The Trends in International Mathematics
and Science Study (TIMSS) 2003 is the third comparison of mathematics
and science achievement carried out since 1995 by the International
Association for the Evaluation of Educational Achievement (IEA),
an international organization of national research institutions
and governmental research agencies. TIMSS can be used to track
changes in achievement over time. Moreover, TIMSS is closely linked
to the curricula of the participating countries, providing an indication
of the degree to which students have learned concepts in mathematics
and science they have encountered in school. In 2003, some 46 countries
participated in TIMSS, at either the fourth- or eighth-grade level,
This summary highlights initial findings on the performance of
U.S. fourth- and eighth-grade students relative to their peers in
other countries on the TIMSS assessment. The summary is based on
the findings presented in two reports published by the IEA:
These two IEA reports were simultaneously published with this summary
report and are available online at http://www.timss.org.
- TIMSS 2003 International Mathematics Report: Findings from
IEA's Trends in International Mathematics and Science Study at
the Eighth and Fourth Grades (Martin et al. 2004) and
- TIMSS 2003 International Science Report: Findings from IEA's
Trends in International Mathematics and Science Study at the
Eighth and Fourth Grades (Mullis et al. 2004).
This summary report describes the mathematics and science performance of
fourth- and eighth-graders in participating countries over time. For a number
of the participating countries, changes in mathematics and science achievement
can be documented over 8 years, from 1995 to 2003. For others, changes can
be documented over a shorter period of time, 4 years from 1999 to 2003. Table
1 shows the countries that participated in TIMSS 2003, and their participation
in earlier TIMSS data collections. The fourth grade assessment was offered
in 1995 and 2003, while the eighth grade assessment was offered in 1995, 1999,
Average student performance in the United States is compared to that of students
in other countries that participated in each assessment.
All countries were required to draw random, nationally representative samples
of students and schools. The U.S. fourth grade sample achieved an initial school
response rate of 70 percent (weighted); with a school response rate of 82 percent,
after replacement schools were added. From the schools that agreed to participate,
students were sampled in intact classes. A total of 10,795 fourth-grade students
were sampled for the assessment and 9,829 participated, for a 95 percent student
response rate. The resulting fourth grade overall response rate, with replacements
included, was 78 percent. The U.S. eighth grade sample achieved an initial school
response rate of 71 percent; with a school response rate of 78 percent, after
replacement schools were added. A total of 9,891 students were sampled for the
eighth grade assessment and 8,912 completed the assessment, for a 94 percent
student response rate. The resulting eighth grade overall response rate, with
replacements included, was 73 percent.
- At fourth grade, comparisons are made among students in the 25 countries
that participated in TIMSS 2003, and in the 15 countries that participated
in TIMSS 2003 and TIMSS 1995.
- At eighth grade, comparisons are made among students in the 45 countries
that participated in TIMSS 2003, and in the 35 countries that participated
in TIMSS 2003 and at least one earlier data collection, either TIMSS 1995
or 1999, or both.
- Results are presented first for mathematics and then for science at
both grade levels.
- All estimates for the United States are based on the performance of
students from both public and private schools, unless otherwise indicated.
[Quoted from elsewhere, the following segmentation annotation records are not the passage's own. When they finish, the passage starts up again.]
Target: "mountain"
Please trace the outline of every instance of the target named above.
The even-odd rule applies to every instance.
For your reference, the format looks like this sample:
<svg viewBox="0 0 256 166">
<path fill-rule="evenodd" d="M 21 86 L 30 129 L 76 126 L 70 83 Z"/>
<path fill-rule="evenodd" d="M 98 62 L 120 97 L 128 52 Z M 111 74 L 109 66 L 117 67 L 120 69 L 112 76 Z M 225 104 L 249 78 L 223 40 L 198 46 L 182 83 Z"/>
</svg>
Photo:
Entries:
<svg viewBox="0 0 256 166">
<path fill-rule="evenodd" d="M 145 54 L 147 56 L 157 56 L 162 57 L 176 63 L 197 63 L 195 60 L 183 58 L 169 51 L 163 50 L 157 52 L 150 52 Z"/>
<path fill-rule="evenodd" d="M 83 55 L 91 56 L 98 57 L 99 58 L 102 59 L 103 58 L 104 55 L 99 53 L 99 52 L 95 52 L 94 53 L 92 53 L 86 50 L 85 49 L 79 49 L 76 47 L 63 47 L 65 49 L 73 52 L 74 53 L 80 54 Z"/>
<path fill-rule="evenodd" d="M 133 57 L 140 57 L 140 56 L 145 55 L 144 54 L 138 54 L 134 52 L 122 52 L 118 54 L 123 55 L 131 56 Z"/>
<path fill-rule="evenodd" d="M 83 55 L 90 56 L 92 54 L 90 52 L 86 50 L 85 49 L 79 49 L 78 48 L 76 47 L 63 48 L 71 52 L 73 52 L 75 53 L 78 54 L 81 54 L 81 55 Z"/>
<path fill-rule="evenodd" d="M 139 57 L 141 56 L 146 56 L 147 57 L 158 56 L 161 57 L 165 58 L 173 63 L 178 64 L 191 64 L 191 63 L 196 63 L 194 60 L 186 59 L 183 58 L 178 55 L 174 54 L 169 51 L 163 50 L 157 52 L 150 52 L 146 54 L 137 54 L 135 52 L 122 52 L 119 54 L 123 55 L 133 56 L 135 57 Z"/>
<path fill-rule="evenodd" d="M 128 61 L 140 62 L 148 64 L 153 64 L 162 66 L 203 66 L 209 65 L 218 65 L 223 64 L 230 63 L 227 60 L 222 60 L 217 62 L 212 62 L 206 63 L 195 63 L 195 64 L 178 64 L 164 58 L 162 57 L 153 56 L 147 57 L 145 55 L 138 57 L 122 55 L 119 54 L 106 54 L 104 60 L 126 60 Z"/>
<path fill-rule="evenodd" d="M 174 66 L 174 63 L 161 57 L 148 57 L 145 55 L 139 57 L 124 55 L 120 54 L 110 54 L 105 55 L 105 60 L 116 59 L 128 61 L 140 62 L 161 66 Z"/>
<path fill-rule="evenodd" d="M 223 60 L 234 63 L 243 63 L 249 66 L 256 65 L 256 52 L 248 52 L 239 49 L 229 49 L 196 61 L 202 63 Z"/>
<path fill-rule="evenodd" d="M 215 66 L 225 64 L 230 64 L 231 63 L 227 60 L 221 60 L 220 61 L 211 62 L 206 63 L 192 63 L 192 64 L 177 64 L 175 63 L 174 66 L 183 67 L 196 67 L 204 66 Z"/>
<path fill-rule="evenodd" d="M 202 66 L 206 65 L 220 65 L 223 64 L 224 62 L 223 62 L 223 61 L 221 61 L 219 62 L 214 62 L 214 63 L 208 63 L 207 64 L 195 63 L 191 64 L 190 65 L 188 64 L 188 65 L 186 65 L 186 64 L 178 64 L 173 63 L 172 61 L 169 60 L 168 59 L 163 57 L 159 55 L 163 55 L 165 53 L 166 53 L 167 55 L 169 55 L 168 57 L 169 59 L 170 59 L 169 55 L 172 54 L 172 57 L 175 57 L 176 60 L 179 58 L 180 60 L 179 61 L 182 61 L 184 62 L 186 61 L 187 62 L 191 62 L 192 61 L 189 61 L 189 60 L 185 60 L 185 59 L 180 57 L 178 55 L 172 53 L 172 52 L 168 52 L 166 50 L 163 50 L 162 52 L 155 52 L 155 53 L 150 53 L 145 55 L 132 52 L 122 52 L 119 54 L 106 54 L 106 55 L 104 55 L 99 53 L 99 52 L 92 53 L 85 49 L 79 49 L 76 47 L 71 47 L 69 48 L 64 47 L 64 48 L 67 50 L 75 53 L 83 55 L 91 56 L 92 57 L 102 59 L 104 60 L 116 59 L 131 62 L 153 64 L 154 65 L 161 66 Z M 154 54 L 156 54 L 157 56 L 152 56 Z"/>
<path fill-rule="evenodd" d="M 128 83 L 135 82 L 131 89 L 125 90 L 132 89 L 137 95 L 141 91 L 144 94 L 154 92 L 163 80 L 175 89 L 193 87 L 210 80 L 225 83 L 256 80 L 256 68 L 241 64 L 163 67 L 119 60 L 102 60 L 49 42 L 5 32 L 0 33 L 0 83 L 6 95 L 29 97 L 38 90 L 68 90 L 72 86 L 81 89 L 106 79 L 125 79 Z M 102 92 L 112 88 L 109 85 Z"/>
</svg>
In addition to the assessments, students, their teachers, and principals
were asked to complete questionnaires related to their school and learning
experiences. At fourth grade, the assessment took approximately 72 minutes
to complete. At eighth grade, the assessment took approximately 90 minutes.
Detailed information on data collection, sampling, response rates, test development
and design, weighting, and scaling is included in appendix A. Example items
from the fourth- and eighth-grade assessments are included in appendix B.
Comparisons made in this report have been tested for statistical significance
at the .05 level. Differences between averages or percentages that are statistically
significant are discussed using comparative terms such as "higher" and "lower." Differences
that are not statistically significant are either not discussed or referred
to as "no measurable differences found" or "not statistically significant." In
this latter case, failure to find a statistically significant difference should
not be interpreted to mean that the estimates are the same or similar; rather,
failure to find a difference may also be due to measurement or sampling error.
In addition, because the results of tests of statistical significance are,
in part, influenced by sample sizes, when subgroup comparisons are drawn within
the United States, effect sizes are also included in order to provide the reader
an increased understanding of the importance of the significant difference.
These effect sizes use standard deviations, rather than standard errors, and
thus are not influenced by the size of the subgroup samples. In social sciences,
as used here, an effect size of .2 is considered small, one of .5 is of medium
importance, and one of .8 or larger is considered large. Information on the
technical aspects of the study can be found in appendix A, as well as in the TIMSS
2003 Technical Report (Martin, Mullis, and Chrostowski 2004).
Detailed tables with estimates and standard errors for all analyses included
in this report are provided in appendix C. A list of TIMSS publications and
resources published by NCES and the IEA is provided in appendix E.